V. QUADRO DE REFERÊNCIA DA AUTORIA
Os
autores utilizam como referencial teórico um modelo Ecológico-sistêmico
de Educação.
VI. QUADRO DE REFERÊNCIA DO RESENHISTA
Concordando com os autores, o referencial da resenhista é o
modelo Ecológico-Sistemico de Educação.
VII. CRÍTICA DO RESENHISTA
Ao
discutirem a inclusão da sensibilidade solidária na
dinâmica dos desejos das pessoas - o "saber cuidar"

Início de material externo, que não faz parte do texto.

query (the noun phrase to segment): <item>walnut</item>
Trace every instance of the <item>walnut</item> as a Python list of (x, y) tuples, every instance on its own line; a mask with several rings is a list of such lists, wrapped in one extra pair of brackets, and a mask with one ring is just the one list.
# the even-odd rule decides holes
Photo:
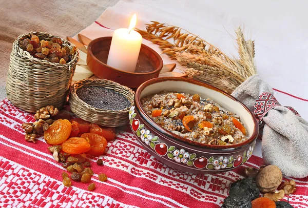
[(256, 179), (256, 184), (262, 192), (269, 193), (276, 190), (282, 181), (280, 169), (276, 165), (271, 165), (260, 172)]
[(53, 106), (46, 106), (46, 109), (48, 111), (49, 115), (51, 116), (54, 116), (58, 114), (59, 110), (57, 108), (54, 108)]
[(46, 107), (42, 108), (35, 113), (34, 118), (36, 120), (40, 119), (48, 119), (50, 116), (56, 115), (59, 112), (59, 110), (56, 108), (54, 108), (52, 106), (47, 106)]
[(283, 190), (279, 190), (277, 192), (266, 193), (264, 194), (264, 197), (268, 198), (275, 202), (278, 201), (284, 197), (284, 191)]
[(33, 124), (32, 123), (24, 123), (22, 125), (22, 128), (26, 133), (31, 134), (33, 131)]
[(296, 190), (296, 183), (293, 180), (284, 181), (284, 183), (281, 187), (281, 189), (284, 191), (284, 193), (288, 195), (290, 194), (294, 193)]
[(36, 142), (36, 135), (33, 133), (26, 133), (25, 139), (27, 141), (32, 141), (33, 143), (35, 143)]
[(171, 106), (173, 106), (174, 103), (175, 103), (175, 101), (171, 99), (170, 100), (169, 100), (169, 102), (168, 102), (168, 105)]

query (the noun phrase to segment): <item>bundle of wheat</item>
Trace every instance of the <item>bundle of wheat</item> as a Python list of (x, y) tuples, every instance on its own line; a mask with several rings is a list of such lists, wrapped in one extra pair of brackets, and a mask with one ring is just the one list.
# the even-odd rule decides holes
[(152, 21), (146, 31), (136, 29), (143, 38), (158, 44), (162, 52), (187, 68), (189, 77), (231, 93), (248, 77), (257, 74), (254, 41), (246, 40), (242, 30), (236, 31), (239, 58), (229, 57), (187, 30)]

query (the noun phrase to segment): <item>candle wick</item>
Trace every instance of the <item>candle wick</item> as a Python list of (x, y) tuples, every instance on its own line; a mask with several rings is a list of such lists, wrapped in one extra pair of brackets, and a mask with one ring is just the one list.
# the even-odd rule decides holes
[(130, 31), (131, 31), (132, 30), (133, 30), (134, 29), (134, 28), (132, 28), (130, 29), (130, 30), (129, 30), (129, 32), (128, 32), (128, 34), (130, 34)]

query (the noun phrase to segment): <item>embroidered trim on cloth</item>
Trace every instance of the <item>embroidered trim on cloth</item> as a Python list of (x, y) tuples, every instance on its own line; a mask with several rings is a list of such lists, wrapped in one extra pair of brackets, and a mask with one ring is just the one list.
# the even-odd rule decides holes
[[(259, 124), (262, 125), (263, 123), (263, 118), (271, 110), (276, 106), (281, 106), (277, 100), (274, 96), (269, 92), (262, 93), (259, 98), (256, 100), (255, 106), (254, 106), (254, 114), (259, 121)], [(297, 111), (293, 108), (290, 106), (286, 106), (285, 108), (290, 109), (294, 114), (300, 116)]]

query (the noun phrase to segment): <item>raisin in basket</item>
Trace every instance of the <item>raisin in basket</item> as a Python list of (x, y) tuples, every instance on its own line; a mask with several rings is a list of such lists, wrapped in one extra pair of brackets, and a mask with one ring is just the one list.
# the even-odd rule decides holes
[(35, 58), (18, 45), (24, 39), (31, 39), (32, 34), (40, 40), (60, 38), (64, 46), (71, 50), (74, 47), (60, 37), (44, 32), (20, 35), (13, 44), (11, 53), (6, 81), (8, 98), (15, 106), (29, 112), (48, 105), (61, 108), (66, 102), (79, 53), (76, 50), (72, 54), (71, 60), (65, 64)]
[(100, 109), (89, 105), (78, 97), (77, 90), (84, 86), (102, 87), (117, 92), (125, 97), (130, 102), (133, 102), (134, 92), (127, 87), (107, 79), (83, 79), (76, 81), (71, 87), (69, 105), (73, 113), (86, 121), (108, 127), (117, 127), (129, 121), (129, 108), (114, 111)]

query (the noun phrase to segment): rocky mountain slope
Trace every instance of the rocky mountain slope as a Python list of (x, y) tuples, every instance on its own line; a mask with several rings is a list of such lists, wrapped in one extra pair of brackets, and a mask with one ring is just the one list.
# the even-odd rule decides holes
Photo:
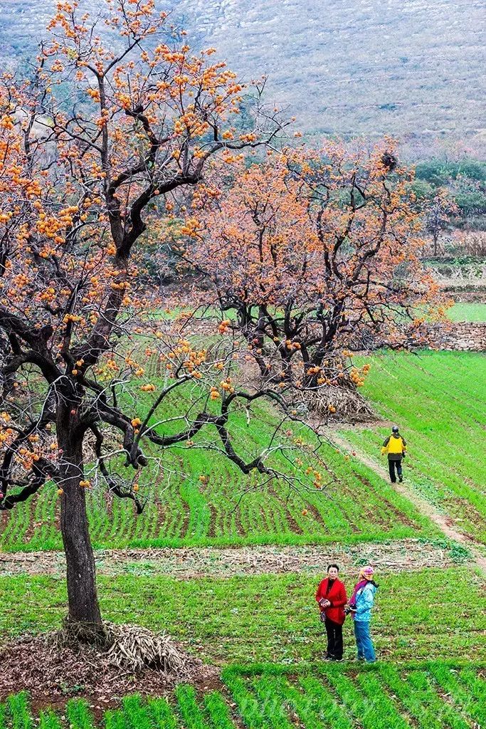
[[(0, 0), (1, 55), (25, 56), (54, 0)], [(80, 0), (95, 10), (99, 3)], [(483, 0), (173, 0), (196, 46), (215, 46), (310, 132), (485, 139)]]

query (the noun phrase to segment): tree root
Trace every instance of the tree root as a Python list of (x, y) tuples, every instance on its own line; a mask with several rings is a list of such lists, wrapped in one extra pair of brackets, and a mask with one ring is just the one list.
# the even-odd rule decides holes
[(189, 656), (179, 650), (171, 637), (156, 635), (139, 625), (102, 625), (77, 623), (66, 619), (60, 631), (52, 635), (59, 650), (82, 650), (88, 644), (96, 650), (105, 664), (139, 673), (145, 668), (173, 677), (187, 671)]

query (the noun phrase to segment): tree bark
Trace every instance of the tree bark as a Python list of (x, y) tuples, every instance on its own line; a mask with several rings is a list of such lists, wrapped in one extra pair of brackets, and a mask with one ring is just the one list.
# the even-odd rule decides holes
[(58, 442), (63, 449), (60, 464), (60, 531), (66, 553), (68, 625), (89, 642), (104, 634), (96, 590), (95, 559), (90, 537), (83, 480), (82, 434), (76, 416), (61, 405), (58, 416)]

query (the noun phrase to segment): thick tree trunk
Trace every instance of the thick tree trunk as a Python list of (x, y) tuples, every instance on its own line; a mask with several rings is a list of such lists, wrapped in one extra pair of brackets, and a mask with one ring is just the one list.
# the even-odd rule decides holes
[[(65, 410), (63, 406), (60, 410)], [(66, 422), (67, 420), (67, 422)], [(82, 640), (98, 640), (103, 635), (98, 601), (95, 559), (86, 512), (83, 480), (82, 437), (66, 410), (58, 418), (58, 442), (63, 449), (61, 476), (64, 493), (60, 499), (60, 530), (67, 568), (68, 624)]]

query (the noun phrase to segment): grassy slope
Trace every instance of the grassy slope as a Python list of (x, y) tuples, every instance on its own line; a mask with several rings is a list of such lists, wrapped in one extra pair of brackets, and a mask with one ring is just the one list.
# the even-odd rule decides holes
[[(313, 666), (291, 674), (272, 666), (226, 671), (229, 693), (197, 695), (179, 686), (174, 701), (126, 697), (119, 709), (105, 713), (106, 729), (481, 729), (486, 724), (484, 666), (451, 662), (360, 667)], [(15, 728), (36, 725), (28, 697), (0, 705)], [(238, 718), (237, 718), (238, 717)], [(240, 722), (243, 721), (243, 725)], [(83, 700), (71, 700), (62, 717), (42, 712), (42, 729), (93, 729)]]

carinhosamente das formas de aprender e do conhecimento - os autores
oportunizam, com grande riqueza de argumentos sócio-histórico-filosóficos,
a reflexão dos leitores sobre a questão das linguagens
pedagógicas que se referem a competências profissionais
necessárias hoje.
Os autores estão sempre questionando as características
que devem permear a educação enquanto formação
para esse mundo em constantes modificações que não
pode se descuidar dos valores éticos e morais fundamentais
para uma sociedade que pretende ser participativa e solidária.
Alertam-nos para o fato de que os discursos sobre solidariedade estão
parcialmente colonizados e que, portanto, a noção de
solidariedade não só não é óbvia,
mas sua serventia para campos dos sentidos abrangentes requer um distanciamento
consciente dos usos reducionistas da noção de solidariedade.
A maneira criativa como foi escrito - múltiplas entradas, como
links - facilita sobremaneira, a leitura que vai acontecendo ludicamente,
segundo os desejos de cada um.
Essa obra exemplar, vem nos revelar que existem novas respostas para
a grande pergunta: Como podemos acreditar (ter esperança) numa
Educação justa e solidária para todos?, sem nos
sentir protagonistas de uma Síndrome de Atlas e/ou um maluco
e solidário idealista-sonhador-.
Em competência e Sensibilidade Solidária, Assmann e Mo
Sung, apresentam aos leitores informações e instruções
de base científica mas eminantemente práticas para equipar
os educadores com os instrumentos essenciais não só
para suas profissões, mas, especialmente, para sua vida. Trata-se
de um livro que vai ajudar a construir o homem do século XXI.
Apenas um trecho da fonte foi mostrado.